Ainsi ce livre, pour les étudiants qui suivent mon cours, est le résumé de mes leçons; pour tout le monde c'est un abrégé, que je me suis efforcé de rendre clair et méthodique, de la science générale du droit public, dont la connaissance doit précéder toutes les applications et toutes les études spéciales.

La seconde édition a reçu de grandes améliorations quant au fond et quant à la forme; elle a été portée de deux à trois volumes. Dans la troisième édition, que j'offre en ce moment au public, j'ai conservé, à très-peu de chose près, la forme de la seconde; les améliorations portent principalement sur le fond. Sans cesser d'être élémentaire, j'ai dû suivre le mouvement général de la science, et donner le résultat de mes études particulières; j'ai dû surtout m'occuper d'exposer la théorie des lois que nous devons aux dernières législatures. Le nombre des volumes est resté le même, mais le nombre des pages de chacun d'eux est beaucoup augmenté.

Qu'il me soit permis, en terminant, de présenter quelques

observations qui me semblent fort opportunes dans un moment où l'on s'occupe de fonder l'enseignement du droit sur de nouvelles bases; il s'agit des conditions de capacité et d'instruction qu'il serait nécessaire d'exiger d'un grand nombre de fonctionnaires publics. Depuis longtemps la législation est entrée dans cette voie, pour ce qui concerne l'ordre judiciaire et le barreau; on ne peut être juge ni avocat sans justifier d'études et d'examens. Pourquoi n'en serait-il pas de même dans l'ordre administratif? Faut-il moins d'instruction pour appliquer les lois de droit public que celles de droit privé? Les intérêts de la société sont-ils moins graves que ceux des familles? et d'ailleurs les intérêts des familles ne sont-ils pas souvent compromis par des décisions administratives?
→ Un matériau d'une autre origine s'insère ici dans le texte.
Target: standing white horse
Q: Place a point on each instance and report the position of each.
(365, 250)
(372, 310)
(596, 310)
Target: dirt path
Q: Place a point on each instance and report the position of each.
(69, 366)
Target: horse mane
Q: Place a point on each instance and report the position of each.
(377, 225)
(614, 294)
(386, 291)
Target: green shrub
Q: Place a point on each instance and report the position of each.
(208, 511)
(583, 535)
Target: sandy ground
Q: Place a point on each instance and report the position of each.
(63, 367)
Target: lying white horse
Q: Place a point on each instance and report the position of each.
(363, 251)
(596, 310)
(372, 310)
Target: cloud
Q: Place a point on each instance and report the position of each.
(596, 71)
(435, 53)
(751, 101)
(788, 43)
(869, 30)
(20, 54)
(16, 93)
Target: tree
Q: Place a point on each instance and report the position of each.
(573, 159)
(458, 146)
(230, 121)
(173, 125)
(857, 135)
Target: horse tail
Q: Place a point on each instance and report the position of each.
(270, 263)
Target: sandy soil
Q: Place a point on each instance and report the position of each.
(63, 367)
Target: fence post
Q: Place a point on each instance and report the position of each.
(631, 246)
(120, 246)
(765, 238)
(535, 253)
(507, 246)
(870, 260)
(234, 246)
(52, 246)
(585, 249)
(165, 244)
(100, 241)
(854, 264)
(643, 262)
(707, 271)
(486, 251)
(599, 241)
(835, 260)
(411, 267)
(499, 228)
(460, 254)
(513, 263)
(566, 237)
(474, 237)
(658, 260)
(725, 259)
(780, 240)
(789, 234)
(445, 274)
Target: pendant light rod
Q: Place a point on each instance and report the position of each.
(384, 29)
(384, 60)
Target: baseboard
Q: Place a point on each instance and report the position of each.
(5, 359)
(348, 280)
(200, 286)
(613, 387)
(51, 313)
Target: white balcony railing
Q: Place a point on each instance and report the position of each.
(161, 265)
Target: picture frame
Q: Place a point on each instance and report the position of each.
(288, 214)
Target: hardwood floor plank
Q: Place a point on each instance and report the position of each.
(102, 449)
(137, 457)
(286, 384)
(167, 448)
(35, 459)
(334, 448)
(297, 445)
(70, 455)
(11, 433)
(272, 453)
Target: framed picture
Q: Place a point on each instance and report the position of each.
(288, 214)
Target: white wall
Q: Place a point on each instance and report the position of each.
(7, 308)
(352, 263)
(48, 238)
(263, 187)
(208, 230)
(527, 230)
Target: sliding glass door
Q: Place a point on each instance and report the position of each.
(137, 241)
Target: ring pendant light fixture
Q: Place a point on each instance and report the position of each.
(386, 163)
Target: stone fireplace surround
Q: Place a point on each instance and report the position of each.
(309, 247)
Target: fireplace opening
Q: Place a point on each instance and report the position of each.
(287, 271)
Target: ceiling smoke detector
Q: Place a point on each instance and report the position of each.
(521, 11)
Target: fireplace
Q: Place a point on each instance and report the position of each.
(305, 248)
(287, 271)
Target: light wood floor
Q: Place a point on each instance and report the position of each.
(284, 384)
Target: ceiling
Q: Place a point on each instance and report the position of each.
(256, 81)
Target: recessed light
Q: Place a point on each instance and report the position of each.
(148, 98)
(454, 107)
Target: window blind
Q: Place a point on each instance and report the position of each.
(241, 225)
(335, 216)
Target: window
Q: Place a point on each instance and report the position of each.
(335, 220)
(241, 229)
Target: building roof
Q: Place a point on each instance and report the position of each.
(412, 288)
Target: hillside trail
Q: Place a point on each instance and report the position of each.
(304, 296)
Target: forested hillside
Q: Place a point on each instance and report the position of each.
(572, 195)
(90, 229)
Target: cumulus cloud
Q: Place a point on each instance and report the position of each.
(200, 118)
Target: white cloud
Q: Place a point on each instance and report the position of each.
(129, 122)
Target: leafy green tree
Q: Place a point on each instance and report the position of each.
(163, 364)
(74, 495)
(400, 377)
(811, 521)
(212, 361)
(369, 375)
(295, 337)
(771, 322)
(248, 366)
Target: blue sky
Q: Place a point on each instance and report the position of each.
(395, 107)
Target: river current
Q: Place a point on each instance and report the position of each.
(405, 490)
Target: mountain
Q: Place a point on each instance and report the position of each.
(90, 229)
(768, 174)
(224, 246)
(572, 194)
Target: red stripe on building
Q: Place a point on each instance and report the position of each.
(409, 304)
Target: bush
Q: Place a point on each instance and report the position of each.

Pourquoi des juges qui prononcent à huis clos et sans débat ne seraient-ils pas aussi instruits que ceux devant lesquels des avocats ont pu exposer publiquement les moyens de leurs clients?

Ici je ne parle pas seulement de l'étude du droit administratif, dont il est trop évident que les administrateurs ne peuvent se passer; mais je vais plus loin, et je demande qu'on exige d'eux des études complètes de droit. Ces études, qui portent sur toute la législation, qui nécessitent un travail de plusieurs années, et qui sont éprouvées par des examens publics, peuvent seules donner l'intelligence des lois et l'habitude de leur application.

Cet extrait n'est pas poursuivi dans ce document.